Immer schon habe er die Berge geliebt, weswegen Isles zunächst in die Blue Mountains bei Sydney zog, bevor er mit Anfang zwanzig den Sprung über die Bass-Straße wagte, jene Meerenge, die das Festland von Tasmanien trennt. Vier Jahre lang lebte er in der zweitgrößten Stadt Launceston und siedelte dann in die Hauptstadt Hobart um. „Immobilien waren damals spottbillig“, sagt Isles, „meine Freunde und ich arbeiteten als Ranger, aber selbst wir konnten uns ein Haus leisten.“ Obwohl die Preise inzwischen deutlich gestiegen sind, folgen mehr und mehr Isles’ Beispiel und lassen das heiße, teure und in den Städten überfüllte Australien hinter sich, um auf dem Land zu leben. Für sie gibt es sogar eine eigene Bezeichnung: tree changer, weil sie dorthin wechseln, wo mehr Bäume sind.

Alles viel entspannter in Tasmanien

In Europa weitestgehend unbekannt, in Tasmanien das wichtigste Stück Kultur: das Museum of Old and New Art.

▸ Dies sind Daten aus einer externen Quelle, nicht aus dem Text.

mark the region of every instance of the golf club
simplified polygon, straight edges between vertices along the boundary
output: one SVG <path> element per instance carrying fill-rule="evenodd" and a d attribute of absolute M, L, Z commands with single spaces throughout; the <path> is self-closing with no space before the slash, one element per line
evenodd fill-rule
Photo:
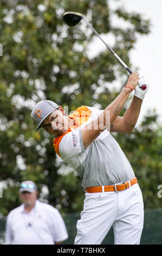
<path fill-rule="evenodd" d="M 100 35 L 95 31 L 95 29 L 90 25 L 90 24 L 86 20 L 85 16 L 83 14 L 81 14 L 79 13 L 74 13 L 73 11 L 67 11 L 63 15 L 63 18 L 64 22 L 69 26 L 73 27 L 83 19 L 86 22 L 87 25 L 89 27 L 89 28 L 93 31 L 93 32 L 98 36 L 100 39 L 106 45 L 107 48 L 114 54 L 114 56 L 118 59 L 119 62 L 125 68 L 125 69 L 129 72 L 131 75 L 133 73 L 133 71 L 128 68 L 127 65 L 121 59 L 121 58 L 118 56 L 118 55 L 109 47 L 108 45 L 103 41 L 103 40 L 101 38 Z M 146 86 L 143 85 L 142 86 L 142 89 L 145 90 L 146 89 Z"/>

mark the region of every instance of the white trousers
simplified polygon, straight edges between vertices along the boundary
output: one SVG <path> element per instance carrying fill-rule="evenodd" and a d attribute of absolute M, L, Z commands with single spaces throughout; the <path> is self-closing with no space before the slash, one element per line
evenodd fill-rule
<path fill-rule="evenodd" d="M 144 223 L 138 184 L 118 192 L 86 193 L 75 245 L 100 245 L 112 226 L 115 245 L 138 245 Z"/>

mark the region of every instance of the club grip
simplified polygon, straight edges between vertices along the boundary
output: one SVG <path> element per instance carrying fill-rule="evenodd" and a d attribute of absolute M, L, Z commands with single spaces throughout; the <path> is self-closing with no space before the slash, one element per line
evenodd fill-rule
<path fill-rule="evenodd" d="M 129 72 L 129 73 L 131 75 L 133 73 L 133 71 L 132 71 L 131 69 L 129 69 L 128 66 L 126 68 L 126 70 Z M 147 88 L 147 86 L 145 84 L 144 84 L 142 87 L 141 88 L 142 90 L 146 90 Z"/>
<path fill-rule="evenodd" d="M 129 73 L 131 75 L 131 74 L 133 73 L 133 71 L 132 71 L 131 69 L 129 69 L 129 68 L 128 68 L 127 66 L 127 68 L 126 68 L 126 70 L 127 70 L 127 71 L 129 72 Z"/>
<path fill-rule="evenodd" d="M 145 84 L 144 84 L 142 87 L 141 87 L 142 89 L 142 90 L 146 90 L 146 89 L 147 88 L 147 86 L 145 85 Z"/>

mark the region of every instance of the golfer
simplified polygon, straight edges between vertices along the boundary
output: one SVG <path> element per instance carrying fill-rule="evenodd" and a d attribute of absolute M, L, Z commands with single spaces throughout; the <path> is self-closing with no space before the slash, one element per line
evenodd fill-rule
<path fill-rule="evenodd" d="M 75 245 L 99 245 L 113 226 L 115 244 L 139 244 L 144 205 L 134 171 L 111 132 L 131 132 L 148 89 L 145 78 L 133 72 L 116 98 L 103 111 L 82 106 L 67 115 L 50 100 L 34 107 L 31 118 L 55 137 L 54 147 L 73 167 L 85 191 L 83 209 L 77 222 Z M 130 106 L 119 115 L 132 91 Z"/>

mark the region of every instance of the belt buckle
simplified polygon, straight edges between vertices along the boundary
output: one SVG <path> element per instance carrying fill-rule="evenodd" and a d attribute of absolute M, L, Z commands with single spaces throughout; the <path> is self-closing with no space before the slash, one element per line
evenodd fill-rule
<path fill-rule="evenodd" d="M 118 185 L 123 184 L 124 183 L 125 183 L 125 182 L 117 183 L 116 184 L 114 184 L 114 188 L 115 188 L 115 192 L 118 193 L 118 192 L 119 192 L 119 191 L 118 191 L 117 190 L 116 186 L 117 186 Z"/>

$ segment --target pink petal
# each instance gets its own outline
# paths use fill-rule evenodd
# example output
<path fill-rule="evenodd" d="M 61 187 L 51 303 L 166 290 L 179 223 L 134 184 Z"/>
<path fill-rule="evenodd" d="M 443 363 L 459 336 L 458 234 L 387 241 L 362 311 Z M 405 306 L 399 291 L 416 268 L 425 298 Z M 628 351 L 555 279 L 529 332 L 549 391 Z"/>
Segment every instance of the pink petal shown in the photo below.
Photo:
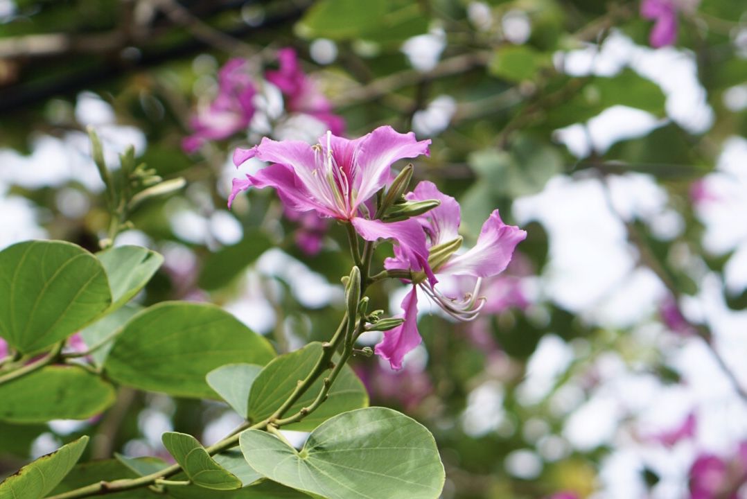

Zu Tasmanien fällt vielen nur der Tasmanische Teufel ein, das Beuteltier, das schon lange nicht mehr auf dem Festland anzutreffen ist und ausschließlich auf dieser Insel vorkommt. Die 240-Kilometer-Distanz übers Meer verschafft den Räubern mit den markanten Eckzähnen einen Lebensraum ohne Konkurrenzdruck durch andere Arten.

Weniger Konkurrenzdruck und überhaupt alles viel entspannter, so scheinen es auch die menschlichen Bewohner Tasmaniens zu mögen. Statt Teslas oder BMWs sind hier nahezu nur verbeulte Karren unterwegs, weil Autos lediglich Gebrauchsgegenstände sind. Auch modisch gehen es die Bewohner von Hobart und Launceston gelassener an als jene in Melbourne oder Sydney. Und obwohl die Entfernung zum riesigen Mutterland gar nicht so weit ist, zeigt sich sogar Tasmaniens Klima ganz anders: kühler, nasser, wechselhafter; gut möglich, dass man innerhalb weniger Stunden sämtliche Jahreszeiten durchlebt. Ins Schwitzen kommt man Isles zufolge selten: „In Australien geht teilweise nichts ohne Klimaanlage, auf Tassie ist es selbst im Hochsommer angenehm.“ Angesichts des Klimawandels ein schlagkräftiges Argument. 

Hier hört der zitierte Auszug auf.